As solid-contact potentiometric sensors based on novel materials have reached exceptional stabilities with drifts in the low µV/h range and long-term and calibration-free potentiometric measurements gain more and more attention, reference electrode designs that used to be satisfactory for most users do not satisfy the needs of new challenging applications. It is important that the interface between a reference electrode and the sample, often provided by a salt bridge, remains constant in ion composition over time. Excessive restriction of the flow of the bridge electrolyte, e.g., by using nanoporous frits or gelled reference electrolyte solutions, can result in contamination of the salt bridge with sample components and depletion of the reference electrolyte by diffusion into samples. This can be avoided by using salt bridges that flow freely into the sample. However, commonly used reference electrodes with free-flowing junctions often suffer either from experimental difficulties in assuring a minimum flow rate or from excessive flow rates that require frequent replenishing of the bridge electrolyte. To this end, we developed a reference electrode that contains a concentrated electrolyte contacting samples through a 10.2 µm capillary. By applying a minimal pressure of 10.0 kPa, a flow rate of 100 nL/h is achieved. This maintains a constant liquid junction potential at the interface with the sample and avoids contamination of the reference electrode, as evidenced by a potential stability of 6 ± 3 µV/h over 21 days. With such a minimal flow rate, there is no need to refill the reference electrode electrolyte for years.
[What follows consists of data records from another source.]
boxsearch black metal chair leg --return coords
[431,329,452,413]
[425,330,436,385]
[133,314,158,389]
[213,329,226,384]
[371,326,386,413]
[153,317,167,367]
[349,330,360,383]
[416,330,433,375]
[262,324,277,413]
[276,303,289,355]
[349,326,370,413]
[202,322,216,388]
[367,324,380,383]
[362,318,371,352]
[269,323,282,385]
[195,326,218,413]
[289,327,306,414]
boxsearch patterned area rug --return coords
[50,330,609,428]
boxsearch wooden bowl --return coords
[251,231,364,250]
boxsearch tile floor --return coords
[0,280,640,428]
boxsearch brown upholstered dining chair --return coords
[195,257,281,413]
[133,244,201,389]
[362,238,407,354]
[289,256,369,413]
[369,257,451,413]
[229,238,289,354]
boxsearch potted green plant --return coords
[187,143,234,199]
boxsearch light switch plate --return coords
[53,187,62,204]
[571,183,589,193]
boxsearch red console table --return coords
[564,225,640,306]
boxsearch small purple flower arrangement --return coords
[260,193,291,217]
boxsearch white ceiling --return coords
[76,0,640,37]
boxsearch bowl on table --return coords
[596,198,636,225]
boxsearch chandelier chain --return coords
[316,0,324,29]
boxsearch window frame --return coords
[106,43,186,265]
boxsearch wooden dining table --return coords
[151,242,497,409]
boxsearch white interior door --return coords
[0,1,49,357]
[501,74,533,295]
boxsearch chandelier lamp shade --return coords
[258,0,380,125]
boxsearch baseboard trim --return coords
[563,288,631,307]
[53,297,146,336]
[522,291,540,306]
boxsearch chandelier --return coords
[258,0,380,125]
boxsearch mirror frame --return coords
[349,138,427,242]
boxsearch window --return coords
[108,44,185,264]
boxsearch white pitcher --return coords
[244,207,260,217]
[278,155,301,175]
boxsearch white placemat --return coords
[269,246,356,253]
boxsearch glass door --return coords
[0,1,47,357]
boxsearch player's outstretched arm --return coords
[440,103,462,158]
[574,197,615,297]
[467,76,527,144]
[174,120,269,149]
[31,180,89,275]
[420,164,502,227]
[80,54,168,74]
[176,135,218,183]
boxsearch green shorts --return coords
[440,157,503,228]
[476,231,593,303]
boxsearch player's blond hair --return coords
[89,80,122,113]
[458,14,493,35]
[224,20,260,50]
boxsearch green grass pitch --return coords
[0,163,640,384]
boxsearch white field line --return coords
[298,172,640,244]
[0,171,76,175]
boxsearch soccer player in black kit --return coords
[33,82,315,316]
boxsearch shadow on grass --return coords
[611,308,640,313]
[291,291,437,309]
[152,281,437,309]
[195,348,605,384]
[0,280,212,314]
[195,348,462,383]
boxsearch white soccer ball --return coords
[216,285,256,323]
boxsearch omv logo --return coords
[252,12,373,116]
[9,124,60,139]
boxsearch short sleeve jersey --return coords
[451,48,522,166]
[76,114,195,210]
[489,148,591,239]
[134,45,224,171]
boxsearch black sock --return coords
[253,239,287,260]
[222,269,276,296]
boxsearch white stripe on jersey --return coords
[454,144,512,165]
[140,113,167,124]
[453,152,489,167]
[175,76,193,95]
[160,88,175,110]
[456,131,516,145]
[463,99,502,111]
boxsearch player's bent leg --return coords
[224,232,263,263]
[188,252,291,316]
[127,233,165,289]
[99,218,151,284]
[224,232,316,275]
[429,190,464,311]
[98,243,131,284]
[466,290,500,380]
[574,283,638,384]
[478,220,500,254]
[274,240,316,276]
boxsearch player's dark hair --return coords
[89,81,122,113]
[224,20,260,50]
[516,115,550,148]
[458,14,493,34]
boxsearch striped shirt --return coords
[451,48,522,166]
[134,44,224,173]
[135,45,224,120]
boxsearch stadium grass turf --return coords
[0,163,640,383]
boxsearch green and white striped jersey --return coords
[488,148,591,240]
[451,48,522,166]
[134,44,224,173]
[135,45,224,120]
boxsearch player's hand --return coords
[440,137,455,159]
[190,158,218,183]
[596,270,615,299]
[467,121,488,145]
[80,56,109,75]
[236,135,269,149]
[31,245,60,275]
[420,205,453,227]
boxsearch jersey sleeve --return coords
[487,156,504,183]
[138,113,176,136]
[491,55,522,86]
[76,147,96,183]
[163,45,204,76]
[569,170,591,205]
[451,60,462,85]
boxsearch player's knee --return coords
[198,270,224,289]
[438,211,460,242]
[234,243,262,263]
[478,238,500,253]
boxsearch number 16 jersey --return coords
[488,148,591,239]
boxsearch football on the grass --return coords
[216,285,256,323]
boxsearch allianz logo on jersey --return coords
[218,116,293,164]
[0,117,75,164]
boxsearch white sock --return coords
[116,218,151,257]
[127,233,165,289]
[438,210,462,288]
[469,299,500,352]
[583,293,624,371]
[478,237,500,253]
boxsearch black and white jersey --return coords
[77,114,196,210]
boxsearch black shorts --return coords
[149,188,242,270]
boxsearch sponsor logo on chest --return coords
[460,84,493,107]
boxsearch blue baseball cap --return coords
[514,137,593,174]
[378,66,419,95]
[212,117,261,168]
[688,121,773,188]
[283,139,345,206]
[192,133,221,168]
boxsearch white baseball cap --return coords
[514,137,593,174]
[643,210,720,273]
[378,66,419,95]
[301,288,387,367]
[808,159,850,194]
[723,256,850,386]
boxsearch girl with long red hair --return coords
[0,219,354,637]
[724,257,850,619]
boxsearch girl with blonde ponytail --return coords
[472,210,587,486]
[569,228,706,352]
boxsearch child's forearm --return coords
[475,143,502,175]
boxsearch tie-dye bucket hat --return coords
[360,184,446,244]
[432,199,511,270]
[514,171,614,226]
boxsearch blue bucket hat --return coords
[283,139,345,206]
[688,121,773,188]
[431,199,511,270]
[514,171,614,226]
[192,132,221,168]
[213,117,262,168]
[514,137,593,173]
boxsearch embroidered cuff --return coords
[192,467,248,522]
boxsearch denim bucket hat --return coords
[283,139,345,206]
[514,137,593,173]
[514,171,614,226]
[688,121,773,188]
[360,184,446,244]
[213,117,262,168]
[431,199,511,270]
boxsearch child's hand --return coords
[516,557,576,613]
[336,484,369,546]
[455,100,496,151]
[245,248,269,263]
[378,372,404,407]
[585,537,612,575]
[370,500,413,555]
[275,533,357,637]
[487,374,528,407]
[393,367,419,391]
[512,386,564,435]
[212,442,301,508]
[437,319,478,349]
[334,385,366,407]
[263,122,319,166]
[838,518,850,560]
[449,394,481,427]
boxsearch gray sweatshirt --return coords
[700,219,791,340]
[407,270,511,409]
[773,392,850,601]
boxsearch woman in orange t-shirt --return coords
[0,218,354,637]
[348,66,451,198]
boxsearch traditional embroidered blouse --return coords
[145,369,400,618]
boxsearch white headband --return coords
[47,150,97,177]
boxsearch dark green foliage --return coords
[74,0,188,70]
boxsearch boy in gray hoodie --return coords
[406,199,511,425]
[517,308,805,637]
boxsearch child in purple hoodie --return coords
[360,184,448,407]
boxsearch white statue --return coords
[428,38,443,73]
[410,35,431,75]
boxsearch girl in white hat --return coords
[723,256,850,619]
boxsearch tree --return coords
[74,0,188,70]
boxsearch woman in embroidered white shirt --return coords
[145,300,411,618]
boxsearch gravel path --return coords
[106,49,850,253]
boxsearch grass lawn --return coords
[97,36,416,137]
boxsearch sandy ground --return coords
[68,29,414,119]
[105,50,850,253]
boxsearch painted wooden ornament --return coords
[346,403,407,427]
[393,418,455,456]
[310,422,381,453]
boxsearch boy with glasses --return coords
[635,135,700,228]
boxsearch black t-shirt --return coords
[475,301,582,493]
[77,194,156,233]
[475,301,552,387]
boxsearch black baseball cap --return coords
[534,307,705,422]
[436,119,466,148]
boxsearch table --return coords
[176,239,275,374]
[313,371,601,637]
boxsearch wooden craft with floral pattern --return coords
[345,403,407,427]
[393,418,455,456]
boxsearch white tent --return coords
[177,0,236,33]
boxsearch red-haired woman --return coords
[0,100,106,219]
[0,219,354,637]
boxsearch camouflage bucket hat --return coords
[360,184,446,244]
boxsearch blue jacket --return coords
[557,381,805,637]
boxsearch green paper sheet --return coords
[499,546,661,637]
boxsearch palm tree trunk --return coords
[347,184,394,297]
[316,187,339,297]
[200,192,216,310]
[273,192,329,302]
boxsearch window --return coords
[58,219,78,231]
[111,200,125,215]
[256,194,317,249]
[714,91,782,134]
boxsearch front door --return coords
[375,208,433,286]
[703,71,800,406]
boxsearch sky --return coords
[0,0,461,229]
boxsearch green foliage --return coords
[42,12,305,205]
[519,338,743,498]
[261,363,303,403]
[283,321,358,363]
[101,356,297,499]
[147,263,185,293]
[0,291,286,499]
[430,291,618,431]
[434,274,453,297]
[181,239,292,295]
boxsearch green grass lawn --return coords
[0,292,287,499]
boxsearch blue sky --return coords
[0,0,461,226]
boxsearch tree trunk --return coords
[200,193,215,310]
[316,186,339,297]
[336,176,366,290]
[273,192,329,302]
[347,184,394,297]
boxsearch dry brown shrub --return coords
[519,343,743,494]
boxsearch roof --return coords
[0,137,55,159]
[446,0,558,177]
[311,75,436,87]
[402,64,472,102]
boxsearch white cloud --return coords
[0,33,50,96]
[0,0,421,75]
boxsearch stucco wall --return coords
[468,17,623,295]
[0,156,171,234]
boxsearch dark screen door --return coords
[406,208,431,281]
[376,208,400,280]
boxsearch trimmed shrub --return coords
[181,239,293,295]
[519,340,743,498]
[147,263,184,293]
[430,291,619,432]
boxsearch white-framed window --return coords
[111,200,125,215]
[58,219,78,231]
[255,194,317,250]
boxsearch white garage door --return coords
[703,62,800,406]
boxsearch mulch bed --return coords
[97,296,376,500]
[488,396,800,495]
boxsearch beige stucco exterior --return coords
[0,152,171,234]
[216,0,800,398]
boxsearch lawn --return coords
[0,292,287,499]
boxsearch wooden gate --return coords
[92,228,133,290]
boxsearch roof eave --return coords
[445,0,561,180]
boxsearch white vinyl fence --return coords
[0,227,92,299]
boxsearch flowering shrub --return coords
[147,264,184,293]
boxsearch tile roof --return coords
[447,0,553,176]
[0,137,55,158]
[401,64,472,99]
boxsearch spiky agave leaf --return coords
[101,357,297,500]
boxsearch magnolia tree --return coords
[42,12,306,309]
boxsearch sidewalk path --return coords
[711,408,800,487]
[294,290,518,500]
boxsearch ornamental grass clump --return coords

Critical Comparison of Reference Electrodes with Salt Bridges Contained in Nanoporous Glass with 5, 20, 50, and 100 nm Diameter Pores.

Porous glass frits are frequently used to contain the salt bridges through which reference electrodes interface samples. Prior work with widely used glass frits with 4 - 10 nm diameter pores showed that, when samples have a low electrolyte strength, electrostatic screening of sample ions by charged sites on the glass surface occurs. This creates an ion-specific phase-boundary potential at the interface between the sample and frit, and it biases the potential of the reference half-cell. Use of frits with much larger pores eliminates this problem but results in the need for frequent replenishing of the bridge electrolyte. A methodical study to determine the optimum pore size has been missing. We show here that charge screening of sample ions occurs when the pore size of nanoporous glass frits is on the order of 1 - 50 nm and samples have a low electrolyte strength. An increase in pores size to 100 nm eliminates charge screening in samples with ionic strengths in the 1.0 M to 3.3 × 10-4 M range. However, the rates of electrolyte solution flow through frits with 1, 5, 20, 50, and 100 nm pores are still low, which makes diffusion the dominant mode of ion transport into and out of these frits. Consequently, the flow of bridge electrolyte into samples is not fast enough to prevent diffusion of ions and electrically neutral components from the sample diffusing into the salt bridge, which can result in cross contamination among samples.